Please try attached patch on top of vanilla tree.
It does not use skb after socket was dropped, but instead search it
again when socket is locked, so if socket is alive, it will find it and
clean otherwise it will exit.
diff --git a/net/core/skbuff.c b/net/core/skbuff.c
index 6087013..d285817 100644
--- a/net/core/skbuff.c
+++ b/net/core/skbuff.c
@@ -1349,6 +1349,7 @@ done:
if (spd.nr_pages) {
int ret;
+ struct sock *sk = __skb->sk;
/*
* Drop the socket lock, otherwise we have reverse
@@ -1359,9 +1360,9 @@ done:
* we call into ->sendpage() with the i_mutex lock held
* and networking will grab the socket lock.
*/
- release_sock(__skb->sk);
+ release_sock(sk);
ret = splice_to_pipe(pipe, &spd);
- lock_sock(__skb->sk);
+ lock_sock(sk);
return ret;
}
diff --git a/net/ipv4/tcp.c b/net/ipv4/tcp.c
index 39b629a..217dc59 100644
--- a/net/ipv4/tcp.c
+++ b/net/ipv4/tcp.c
@@ -1200,15 +1200,17 @@ int tcp_read_sock(struct sock *sk, read_descriptor_t *desc,
struct tcp_sock *tp = tcp_sk(sk);
u32 seq = tp->copied_seq;
u32 offset;
- int copied = 0;
+ int copied = 0, fin;
+ size_t used, len, skb_len;
if (sk->sk_state == TCP_LISTEN)
return -ENOTCONN;
while ((skb = tcp_recv_skb(sk, seq, &offset)) != NULL) {
+ used = 0;
if (offset < skb->len) {
- size_t used, len;
- len = skb->len - offset;
+ skb_len = skb->len;
+ len = skb_len - offset;
/* Stop reading if we hit a patch of urgent data */
if (tp->urg_data) {
u32 urg_offset = tp->urg_seq - seq;
@@ -1217,6 +1219,7 @@ int tcp_read_sock(struct sock *sk, read_descriptor_t *desc,
if (!len)
break;
}
+
used = recv_actor(desc, skb, offset, len);
if (used < 0) {
if (!copied)
@@ -1227,15 +1230,22 @@ int tcp_read_sock(struct sock *sk, read_descriptor_t *desc,
copied += used;
offset += used;
}
- if (offset != skb->len)
+ if (offset != skb_len)
break;
}
- if (tcp_hdr(skb)->fin) {
- sk_eat_skb(sk, skb, 0);
- ++seq;
+ skb = tcp_recv_skb(sk, seq-used, &offset);
+ if (!skb) {
+ if (!copied)
+ copied = -EINVAL;
break;
}
+ fin = tcp_hdr(skb)->fin;
sk_eat_skb(sk, skb, 0);
+
+ if (fin) {
+ ++seq;
+ break;
+ }
if (!desc->count)
break;
}
--
Evgeniy Polyakov
next prev parent reply other threads:[~2008-05-27 17:29 UTC|newest]
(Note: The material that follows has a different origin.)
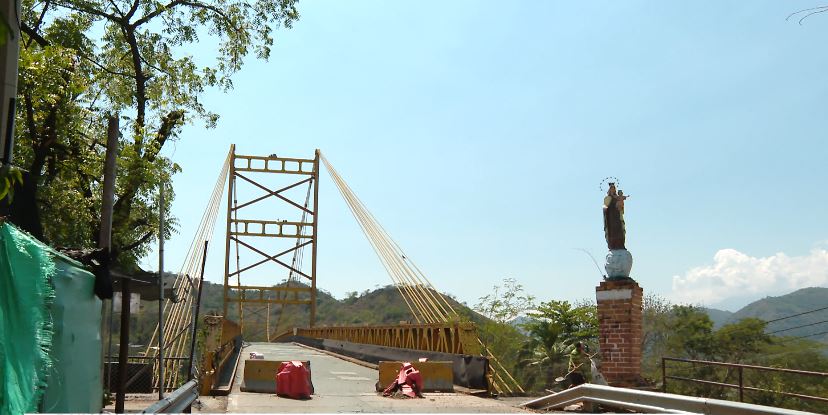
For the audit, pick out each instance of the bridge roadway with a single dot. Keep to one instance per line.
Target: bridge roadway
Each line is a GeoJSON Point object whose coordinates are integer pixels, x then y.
{"type": "Point", "coordinates": [345, 387]}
Thread overview: 29+ messages / expand[flat|nested] mbox.gz Atom feed top
2008-05-27 0:25 race in skb_splice_bits? Octavian Purdila
2008-05-27 2:08 ` Ben Hutchings
2008-05-27 10:41 ` Octavian Purdila
2008-05-27 11:01 ` Evgeniy Polyakov
2008-05-27 11:08 ` Ben Hutchings
2008-05-27 11:52 ` Evgeniy Polyakov
2008-05-27 11:56 ` Evgeniy Polyakov
2008-05-27 12:53 ` Octavian Purdila
2008-05-27 13:21 ` Evgeniy Polyakov
2008-05-27 14:03 ` Evgeniy Polyakov
2008-05-27 14:39 ` Octavian Purdila
2008-05-27 15:09 ` Evgeniy Polyakov
2008-05-27 15:12 ` Evgeniy Polyakov
2008-05-27 15:22 ` Evgeniy Polyakov
2008-05-27 15:33 ` Octavian Purdila
2008-05-27 15:47 ` Evgeniy Polyakov
2008-05-27 17:28 ` Evgeniy Polyakov [this message]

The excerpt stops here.